You have a pretrained TCN spectrum encoder from formula prediction and need to train a rescoring model that ranks formula candidates by confidence. The input is a set of spectra with ground-truth formula labels and multiple candidate formulas per spectrum. Apply this skill when you want to freeze learned spectrum representations and focus optimization on learning formula-specific scoring without degrading the encoder's generalization.

## When NOT to use

- The TCN spectrum encoder has not been pretrained or validated on your instrument type (e.g., you only have Orbitrap models but need Q-TOF spectra) — retrain or adapt the encoder first.
- Your formula candidate set is incomplete or biased (e.g., missing correct formulas) — BCE loss will optimize ranking among a truncated set and may not generalize.
- You need to jointly optimize the spectrum encoder with the rescore head (e.g., because the encoder was trained on a different MS/MS protocol) — use a warmer initialization or unfreeze encoder layers selectively.

## Inputs

- Pretrained TCN spectrum encoder checkpoint (PyTorch .pt file)
- Batch of MS/MS spectra with m/z and intensity arrays (shape: [batch_size, num_peaks, 2])
- Ground-truth formula labels and candidate formula sets per spectrum
- Configuration file specifying model architecture and training hyperparameters

## Outputs

- Trained FormulaEncoder state dictionary
- Trained RescoreHead state dictionary
- Checkpoint file containing both state dicts and optimizer state
- Binary cross-entropy loss values logged per training step

## How to apply

Load the pretrained TCN spectrum encoder checkpoint and freeze all its parameters to prevent gradient updates.
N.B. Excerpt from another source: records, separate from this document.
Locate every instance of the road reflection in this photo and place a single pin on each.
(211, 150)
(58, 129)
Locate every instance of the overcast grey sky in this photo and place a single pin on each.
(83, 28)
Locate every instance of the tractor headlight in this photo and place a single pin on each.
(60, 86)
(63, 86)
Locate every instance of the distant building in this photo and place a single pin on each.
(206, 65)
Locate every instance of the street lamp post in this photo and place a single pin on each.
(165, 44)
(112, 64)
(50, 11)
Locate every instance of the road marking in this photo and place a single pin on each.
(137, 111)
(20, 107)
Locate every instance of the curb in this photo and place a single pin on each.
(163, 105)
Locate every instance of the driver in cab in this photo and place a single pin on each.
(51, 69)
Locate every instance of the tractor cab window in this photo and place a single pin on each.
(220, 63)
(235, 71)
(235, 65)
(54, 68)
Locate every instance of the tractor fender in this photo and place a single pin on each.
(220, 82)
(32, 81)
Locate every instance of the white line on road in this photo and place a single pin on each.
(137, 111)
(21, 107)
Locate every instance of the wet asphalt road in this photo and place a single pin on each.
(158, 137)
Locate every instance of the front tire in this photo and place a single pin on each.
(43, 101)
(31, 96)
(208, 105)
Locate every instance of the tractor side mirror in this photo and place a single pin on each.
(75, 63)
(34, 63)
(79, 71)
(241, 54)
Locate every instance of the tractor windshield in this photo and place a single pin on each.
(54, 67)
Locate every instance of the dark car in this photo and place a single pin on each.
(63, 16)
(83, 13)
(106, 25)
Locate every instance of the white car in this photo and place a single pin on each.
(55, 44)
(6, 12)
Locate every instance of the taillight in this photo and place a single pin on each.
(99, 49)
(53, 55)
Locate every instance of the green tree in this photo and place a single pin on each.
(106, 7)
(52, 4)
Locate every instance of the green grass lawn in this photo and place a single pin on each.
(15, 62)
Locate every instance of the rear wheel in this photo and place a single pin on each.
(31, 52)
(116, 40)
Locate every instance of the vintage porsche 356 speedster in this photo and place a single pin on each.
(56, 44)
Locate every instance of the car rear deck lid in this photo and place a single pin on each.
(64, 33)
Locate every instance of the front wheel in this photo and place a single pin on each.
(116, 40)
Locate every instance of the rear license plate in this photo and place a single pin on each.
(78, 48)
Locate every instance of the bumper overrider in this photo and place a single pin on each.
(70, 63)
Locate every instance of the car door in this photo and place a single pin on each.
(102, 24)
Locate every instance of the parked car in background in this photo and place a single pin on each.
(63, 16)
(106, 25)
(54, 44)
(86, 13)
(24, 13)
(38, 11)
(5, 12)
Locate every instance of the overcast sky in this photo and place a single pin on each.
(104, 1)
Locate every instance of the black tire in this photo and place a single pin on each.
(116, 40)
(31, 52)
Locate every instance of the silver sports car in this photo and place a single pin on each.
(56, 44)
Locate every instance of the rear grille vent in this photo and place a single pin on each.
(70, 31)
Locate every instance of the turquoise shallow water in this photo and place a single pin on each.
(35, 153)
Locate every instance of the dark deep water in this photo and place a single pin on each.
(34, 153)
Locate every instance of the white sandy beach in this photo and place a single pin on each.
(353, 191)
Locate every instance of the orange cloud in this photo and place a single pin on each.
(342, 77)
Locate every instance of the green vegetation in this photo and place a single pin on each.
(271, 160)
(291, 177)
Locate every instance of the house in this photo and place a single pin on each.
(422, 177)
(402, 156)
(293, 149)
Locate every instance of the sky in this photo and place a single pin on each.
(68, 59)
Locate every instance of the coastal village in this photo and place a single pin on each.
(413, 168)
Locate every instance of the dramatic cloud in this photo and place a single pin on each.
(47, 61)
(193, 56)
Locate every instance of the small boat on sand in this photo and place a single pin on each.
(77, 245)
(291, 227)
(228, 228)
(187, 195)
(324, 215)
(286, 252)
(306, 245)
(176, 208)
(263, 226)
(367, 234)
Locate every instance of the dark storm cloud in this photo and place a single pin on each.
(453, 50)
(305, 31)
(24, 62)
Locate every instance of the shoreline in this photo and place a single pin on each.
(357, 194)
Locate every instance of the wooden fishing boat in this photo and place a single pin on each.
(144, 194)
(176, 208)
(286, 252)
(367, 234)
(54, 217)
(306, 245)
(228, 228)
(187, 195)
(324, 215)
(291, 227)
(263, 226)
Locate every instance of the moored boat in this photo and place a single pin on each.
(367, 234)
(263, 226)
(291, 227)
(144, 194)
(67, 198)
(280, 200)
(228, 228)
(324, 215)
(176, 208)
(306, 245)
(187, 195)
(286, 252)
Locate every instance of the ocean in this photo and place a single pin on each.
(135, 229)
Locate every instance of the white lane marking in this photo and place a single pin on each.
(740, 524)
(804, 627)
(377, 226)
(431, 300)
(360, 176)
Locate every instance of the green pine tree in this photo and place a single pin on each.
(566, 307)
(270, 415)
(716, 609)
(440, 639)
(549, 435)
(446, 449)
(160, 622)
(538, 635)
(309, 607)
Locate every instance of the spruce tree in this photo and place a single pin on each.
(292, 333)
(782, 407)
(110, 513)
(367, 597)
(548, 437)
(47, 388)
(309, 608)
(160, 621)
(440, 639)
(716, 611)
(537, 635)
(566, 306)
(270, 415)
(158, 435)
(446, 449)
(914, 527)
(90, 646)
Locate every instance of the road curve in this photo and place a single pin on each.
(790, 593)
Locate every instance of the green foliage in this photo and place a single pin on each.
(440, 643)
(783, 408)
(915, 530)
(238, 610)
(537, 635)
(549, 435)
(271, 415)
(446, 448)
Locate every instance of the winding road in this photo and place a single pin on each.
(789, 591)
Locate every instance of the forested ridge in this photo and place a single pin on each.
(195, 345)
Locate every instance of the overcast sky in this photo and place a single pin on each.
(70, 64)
Initialize trainable FormulaEncoder and RescoreHead modules. Before passing spectra to the frozen encoder, zero the precursor m/z channel (env[:,0]) to remove the redundant mass information. Define a binary cross-entropy (BCE) loss function and optimizer that updates only the FormulaEncoder and RescoreHead parameters. Run the training loop over batches, compute BCE loss on binary correctness predictions (correct vs. incorrect formula), backpropagate gradients only through trainable modules, and update their weights. After training completes, persist the formula_encoder_state_dict and rescore_head_state_dict as separate keys in the checkpoint dictionary for later inference.

## Related tools

- **FIDDLE** (Complete deep learning pipeline for molecular formula prediction from MS/MS spectra; provides the pretrained TCN encoder and rescore model architecture) — https://github.com/JosieHong/FIDDLE
- **msfiddle** (PyPI package wrapping FIDDLE for command-line and Python API inference; used to load and run pretrained checkpoints) — https://github.com/josiehong/msfiddle
- **PyTorch** (Deep learning framework for defining neural network modules, managing checkpoints, computing gradients, and optimizing trainable parameters)

## Examples

```
python train_rescore.py --train_data ./data/training_spectra.mgf --config_path ./config/rescore_config.yml --resume_path ./check_point/fiddle_tcn_orbitrap.pt --result_path ./check_point/fiddle_rescore_orbitrap.pt --device 0
```

## Evaluation signals

- The frozen TCN encoder parameters remain unchanged after training (verify by comparing encoder checkpoint before and after training).
- FormulaEncoder and RescoreHead parameters show non-zero gradient updates during backpropagation steps.
- Binary cross-entropy loss converges or decreases monotonically over training epochs, indicating the rescore head is learning to rank formulas correctly.
- Validation set rescoring accuracy (fraction of top-ranked candidates matching ground truth) improves after training relative to randomly initialized head.
- Checkpoint file contains exactly two state dict keys (formula_encoder_state_dict and rescore_head_state_dict) with matching parameter names and shapes to the training modules.

## Limitations

- The rescore model's performance is bounded by the pretrained TCN encoder's spectrum representation quality; if the encoder is poorly trained or instrument-mismatch exists (e.g., encoder from Orbitrap but spectra are Q-TOF), rescoring will not compensate.
- Freezing the encoder assumes that m/z-intensity spectrum features transfer well to the rescoring task; if the formula distribution at inference time differs significantly from training, the frozen representation may be suboptimal.
- Zeroing the precursor m/z channel (env[:,0]) is specific to the FIDDLE architecture and assumes the encoder was trained with this preprocessing; changing this step may require retraining the encoder itself.

## Evidence

- [other] The training mechanism operates by freezing the TCN spectrum encoder, training FormulaEncoder and RescoreHead with BCE loss, zeroing the precursor m/z channel (env[:,0]) before the encoder, and persisting formula_encoder_state_dict and rescore_head_state_dict to the checkpoint.: "The training mechanism operates by freezing the TCN spectrum encoder, training FormulaEncoder and RescoreHead with BCE loss, zeroing the precursor m/z channel (env[:,0]) before the encoder, and"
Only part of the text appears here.